Director Scott Cooper, working from a script that he co-wrote with Antosca and Henry Chaisson, takes a serious and melancholic approach matched by the gloomy mists of the Pacific Northwest coastal setting. Cooper bides his time in unraveling the full scope of Lucas’s domestic situation at home, opting for a slow-burning dread that drops essential details of this story piecemeal. An intense opening scene gives a strong indication of what’s happening, followed by disturbing moments that sees Lucas killing and bringing home animals and darkened shots of bolted and locked closed bedroom doors.

It takes Julia much longer to catch up to the audience, working through her own resurfaced childhood trauma and projecting it upon Lucas. Cooper methodically teases out character dynamics, hints at backgrounds, and carefully doles out the exposition. While Russell is forced to convey a past with alcoholism solely by longing glances at bottles behind the store counter, a Native American former sheriff (Graham Greene) spells out the supernatural rules of this folkloric fairytale through clunky exposition dump. Once all cards are on the table, and all players are fully aware of what they’re dealing with, it’s only then that Antlers shows signs of life.

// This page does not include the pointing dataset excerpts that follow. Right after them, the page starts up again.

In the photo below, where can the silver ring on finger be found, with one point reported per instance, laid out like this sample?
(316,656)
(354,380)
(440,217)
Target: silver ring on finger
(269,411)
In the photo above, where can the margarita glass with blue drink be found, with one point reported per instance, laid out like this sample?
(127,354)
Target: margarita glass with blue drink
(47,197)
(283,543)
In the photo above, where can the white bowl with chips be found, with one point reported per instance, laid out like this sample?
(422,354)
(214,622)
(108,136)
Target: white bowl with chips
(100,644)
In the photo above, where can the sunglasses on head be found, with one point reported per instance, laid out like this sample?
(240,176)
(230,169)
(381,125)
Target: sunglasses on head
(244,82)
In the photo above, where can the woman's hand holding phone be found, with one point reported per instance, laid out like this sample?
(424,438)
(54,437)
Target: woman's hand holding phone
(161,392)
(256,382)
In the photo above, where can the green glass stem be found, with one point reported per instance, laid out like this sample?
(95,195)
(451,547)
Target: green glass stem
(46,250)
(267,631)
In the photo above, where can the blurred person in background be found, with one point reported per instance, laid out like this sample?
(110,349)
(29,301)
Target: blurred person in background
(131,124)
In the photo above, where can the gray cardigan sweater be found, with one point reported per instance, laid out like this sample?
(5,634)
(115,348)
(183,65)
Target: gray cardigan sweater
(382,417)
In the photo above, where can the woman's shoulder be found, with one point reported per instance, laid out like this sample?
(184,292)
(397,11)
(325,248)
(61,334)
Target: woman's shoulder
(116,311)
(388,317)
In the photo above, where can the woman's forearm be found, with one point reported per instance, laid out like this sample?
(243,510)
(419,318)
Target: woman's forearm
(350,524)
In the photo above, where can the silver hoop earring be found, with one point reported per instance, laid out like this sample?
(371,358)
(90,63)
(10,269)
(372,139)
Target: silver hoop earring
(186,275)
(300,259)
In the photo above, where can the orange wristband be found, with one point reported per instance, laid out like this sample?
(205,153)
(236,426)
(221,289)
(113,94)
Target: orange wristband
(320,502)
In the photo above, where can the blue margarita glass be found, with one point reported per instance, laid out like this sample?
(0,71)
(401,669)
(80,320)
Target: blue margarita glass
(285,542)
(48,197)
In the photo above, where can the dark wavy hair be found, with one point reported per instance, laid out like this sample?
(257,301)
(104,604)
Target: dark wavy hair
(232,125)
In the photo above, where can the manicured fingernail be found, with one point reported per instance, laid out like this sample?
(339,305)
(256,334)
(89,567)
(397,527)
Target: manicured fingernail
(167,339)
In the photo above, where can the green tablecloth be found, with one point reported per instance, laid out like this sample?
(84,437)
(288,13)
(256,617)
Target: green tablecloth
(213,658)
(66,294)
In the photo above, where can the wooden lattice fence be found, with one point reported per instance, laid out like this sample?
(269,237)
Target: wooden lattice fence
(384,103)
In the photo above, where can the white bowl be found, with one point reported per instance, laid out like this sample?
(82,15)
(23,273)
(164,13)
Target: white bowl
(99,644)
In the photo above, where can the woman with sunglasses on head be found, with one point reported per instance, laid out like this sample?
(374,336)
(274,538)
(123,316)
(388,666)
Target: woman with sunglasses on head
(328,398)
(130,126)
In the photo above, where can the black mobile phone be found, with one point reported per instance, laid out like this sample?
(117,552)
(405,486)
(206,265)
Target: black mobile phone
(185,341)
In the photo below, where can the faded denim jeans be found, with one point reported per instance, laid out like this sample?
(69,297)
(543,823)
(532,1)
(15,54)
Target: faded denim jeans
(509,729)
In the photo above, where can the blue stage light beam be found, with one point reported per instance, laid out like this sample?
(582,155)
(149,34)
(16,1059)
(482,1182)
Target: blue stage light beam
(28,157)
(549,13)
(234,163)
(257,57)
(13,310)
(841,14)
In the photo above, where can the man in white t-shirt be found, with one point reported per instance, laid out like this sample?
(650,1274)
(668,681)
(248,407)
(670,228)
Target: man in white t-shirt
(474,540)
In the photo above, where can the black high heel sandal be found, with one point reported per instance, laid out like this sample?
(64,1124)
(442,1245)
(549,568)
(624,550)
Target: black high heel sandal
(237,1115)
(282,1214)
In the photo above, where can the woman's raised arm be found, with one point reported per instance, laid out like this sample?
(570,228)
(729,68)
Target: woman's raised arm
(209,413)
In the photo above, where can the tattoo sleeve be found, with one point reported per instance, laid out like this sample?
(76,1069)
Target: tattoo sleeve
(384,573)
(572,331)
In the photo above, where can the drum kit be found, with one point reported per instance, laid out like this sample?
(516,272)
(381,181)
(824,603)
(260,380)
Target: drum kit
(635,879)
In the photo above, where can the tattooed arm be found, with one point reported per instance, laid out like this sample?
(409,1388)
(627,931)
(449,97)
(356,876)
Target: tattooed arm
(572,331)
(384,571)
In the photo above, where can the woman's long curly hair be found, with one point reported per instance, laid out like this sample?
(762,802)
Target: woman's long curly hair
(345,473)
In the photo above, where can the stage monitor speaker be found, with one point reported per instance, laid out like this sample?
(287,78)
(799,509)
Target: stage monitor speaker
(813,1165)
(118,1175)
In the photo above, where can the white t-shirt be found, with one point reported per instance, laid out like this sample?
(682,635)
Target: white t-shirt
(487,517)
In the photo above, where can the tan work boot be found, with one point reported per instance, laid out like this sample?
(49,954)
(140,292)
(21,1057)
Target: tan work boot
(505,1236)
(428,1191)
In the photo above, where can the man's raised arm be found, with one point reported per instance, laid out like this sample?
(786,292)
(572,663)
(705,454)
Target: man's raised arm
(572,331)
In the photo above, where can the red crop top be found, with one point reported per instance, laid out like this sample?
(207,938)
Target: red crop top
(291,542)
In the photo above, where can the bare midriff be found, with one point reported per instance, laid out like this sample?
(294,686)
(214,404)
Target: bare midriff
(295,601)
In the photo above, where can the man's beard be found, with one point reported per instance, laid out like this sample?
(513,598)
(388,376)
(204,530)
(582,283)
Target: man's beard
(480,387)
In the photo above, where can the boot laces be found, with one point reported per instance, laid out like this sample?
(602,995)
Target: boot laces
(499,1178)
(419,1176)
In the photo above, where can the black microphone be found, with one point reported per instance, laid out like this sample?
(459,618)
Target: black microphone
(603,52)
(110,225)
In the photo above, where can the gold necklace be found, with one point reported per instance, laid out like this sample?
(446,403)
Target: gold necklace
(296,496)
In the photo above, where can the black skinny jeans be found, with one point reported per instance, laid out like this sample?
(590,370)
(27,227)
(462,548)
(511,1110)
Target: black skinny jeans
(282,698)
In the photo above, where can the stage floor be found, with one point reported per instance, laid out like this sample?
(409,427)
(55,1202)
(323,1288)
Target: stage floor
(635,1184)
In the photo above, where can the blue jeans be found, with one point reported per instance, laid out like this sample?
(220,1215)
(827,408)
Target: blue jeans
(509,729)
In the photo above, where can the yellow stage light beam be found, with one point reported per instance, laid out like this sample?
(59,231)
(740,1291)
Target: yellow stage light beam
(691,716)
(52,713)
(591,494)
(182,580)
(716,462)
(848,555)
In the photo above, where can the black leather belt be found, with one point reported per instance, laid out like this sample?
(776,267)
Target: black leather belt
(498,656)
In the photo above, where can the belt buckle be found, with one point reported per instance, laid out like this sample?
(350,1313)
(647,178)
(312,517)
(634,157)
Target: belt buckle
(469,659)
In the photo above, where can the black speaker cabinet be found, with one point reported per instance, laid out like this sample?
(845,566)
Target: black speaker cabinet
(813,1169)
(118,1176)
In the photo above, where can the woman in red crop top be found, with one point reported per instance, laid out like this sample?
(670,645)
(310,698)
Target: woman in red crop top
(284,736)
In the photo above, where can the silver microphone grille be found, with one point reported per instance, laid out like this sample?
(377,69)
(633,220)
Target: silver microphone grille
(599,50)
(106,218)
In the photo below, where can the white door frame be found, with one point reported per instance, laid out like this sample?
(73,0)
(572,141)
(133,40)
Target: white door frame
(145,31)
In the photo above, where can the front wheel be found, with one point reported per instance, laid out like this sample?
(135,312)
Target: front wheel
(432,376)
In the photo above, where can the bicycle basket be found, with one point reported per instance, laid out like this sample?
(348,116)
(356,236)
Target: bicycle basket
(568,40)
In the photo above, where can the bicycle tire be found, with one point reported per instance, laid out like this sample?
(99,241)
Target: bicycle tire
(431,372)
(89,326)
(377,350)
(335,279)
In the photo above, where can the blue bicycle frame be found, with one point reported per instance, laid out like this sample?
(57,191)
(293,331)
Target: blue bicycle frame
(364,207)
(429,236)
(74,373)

Once the third act finally arrives, the movie wakes up and delivers a stunning, horror-heavy third act that features a breathtaking creature design that makes you wonder where this movie had been the entire time. Everything about Antlers, visually, is sensational. The setting, the glimpses of gore, the production design, and the third act are exquisite. The cast, specifically Russell and young Thomas, are remarkable as deeply broken protagonists rendered vulnerable by those meant to protect them.

Jeremy T. Thomas and Keri Russell in the film ANTLERS. Photo by Kimberley French. © 2021 20th Century Studios All Rights Reserved

The metaphors for domestic abuse and a system that binds them in place makes for an interesting angle. But Cooper takes it too seriously, putting the emotional trauma at the forefront and saving the horror for the finale. There are no scares or tension to liven up the first two-thirds, just an oppressive, somber feeling of dread and tragedy. It also makes the supernatural and folkloric elements underbaked outside of one exposition monologue. By the time the payoff finally arrives, it’s over too quickly to satisfy after the languid buildup.

Ultimately, Antlers disappoints by how much potential gets squandered. The concept and folklore provide fertile ground for horror, as does the incredible cast and crew involved with the production. But it struggles to find a balance between allegory and supernatural and underserves both until far too late.

Antlers opens in theaters on October 29, 2021.